Objective: Self-oscillating vocal fold models (SO-VFMs) (Thomson, 2024) realistically simulate complex physical aeroacoustic phenomena, allow for precise control over geometric parameters and material properties, and allow for examination of vocal kinematics, acoustics, and aerodynamics. Static and computational models have investigated the effects of geometric variables such as inferior and superior vocal fold surface angles (Li et al., 2006a), glottal angle (Li et al., 2006b), glottal entrance (Li et al., 2012) and exit (Scherer et al., 2001) radii, and vertical glottal duct length (Li et al., 2018, 2021) on intraglottal pressures and phonation threshold pressure (PTP). However, the effects of the above M5 geometric variables on phonatory outcome measures such as PTP have not yet been empirically studied in a (silicone) physical vocal fold model. Such research is essential to validate computational modeling results and to examine the effects of these previously unexamined vocal fold model geometric variables for purposes of model optimization (i.e., to increase model realism) as SO-VFMs often have higher than typical human onset pressures (May & Scherer, 2023; Thomson, 2024)

Methods/Design: The M5 vocal fold shapes (Scherer et al., 2001b) have been widely used in mathematical and physical modeling of the human voice (Thomson, 2024). In the current study, modifications to the M5 geometry will be explored using physical single-layer isotropic silicone SO-VFMs. The effect of inferior and superior vocal fold surface angles, entrance and exit radii, intraglottal convergence/divergence angle, vertical vocal fold thickness, and vocal fold length on glottal aerodynamics (PTPs), acoustics (f0), and kinematics (e.g., max glottal width, OQ) will be experimentally explored using a bench set-up similar to May & Scherer (2023) but without a vocal tract. Three levels of each variable within the range of expected human values (Nanayakkara, 2005) will be examined and replicated in two identical pairs of vocal fold models per experimental condition. Adduction level and material properties (e.g., Young’s moduli) will be held constant. Results from the various geometric conditions will be examined to determine the optimal condition for reducing PTP.

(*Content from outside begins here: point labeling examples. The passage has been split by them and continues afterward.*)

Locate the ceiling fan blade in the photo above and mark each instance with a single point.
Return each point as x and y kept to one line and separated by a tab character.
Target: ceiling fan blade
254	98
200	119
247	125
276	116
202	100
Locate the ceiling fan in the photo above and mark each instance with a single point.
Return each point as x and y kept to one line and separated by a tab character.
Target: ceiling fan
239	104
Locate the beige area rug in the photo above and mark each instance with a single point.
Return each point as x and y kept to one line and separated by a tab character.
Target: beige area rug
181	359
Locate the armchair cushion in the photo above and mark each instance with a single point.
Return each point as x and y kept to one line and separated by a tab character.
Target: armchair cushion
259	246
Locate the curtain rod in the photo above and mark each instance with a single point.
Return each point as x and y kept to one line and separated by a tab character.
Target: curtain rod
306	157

Results: Results of prior research by Li et al. (2006a, 2006b, 2012, 2021), Scherer et al. (2001a), and Zhang (2023) will be tested using a physical silicone SO-VFM. Prior studies in our lab using SO-VFMs have successfully examined the relationship between vocal tract constrictions (May & Scherer, 2023) and SOVT tube geometry (May, Scherer, & Meyer, in review) and aerodynamic threshold measures.

Conclusions: The current laryngeal modeling work seeks to improve on the methodology used in prior research to optimize the geometry of the M5 vocal fold model to yield reduced PTPs that more closely replicate human phonatory conditions. Based on the success of this prior work, the probability is high that the current project will succeed methodologically and provide insight into the relationship between vocal fold geometric variables and glottal aerodynamics.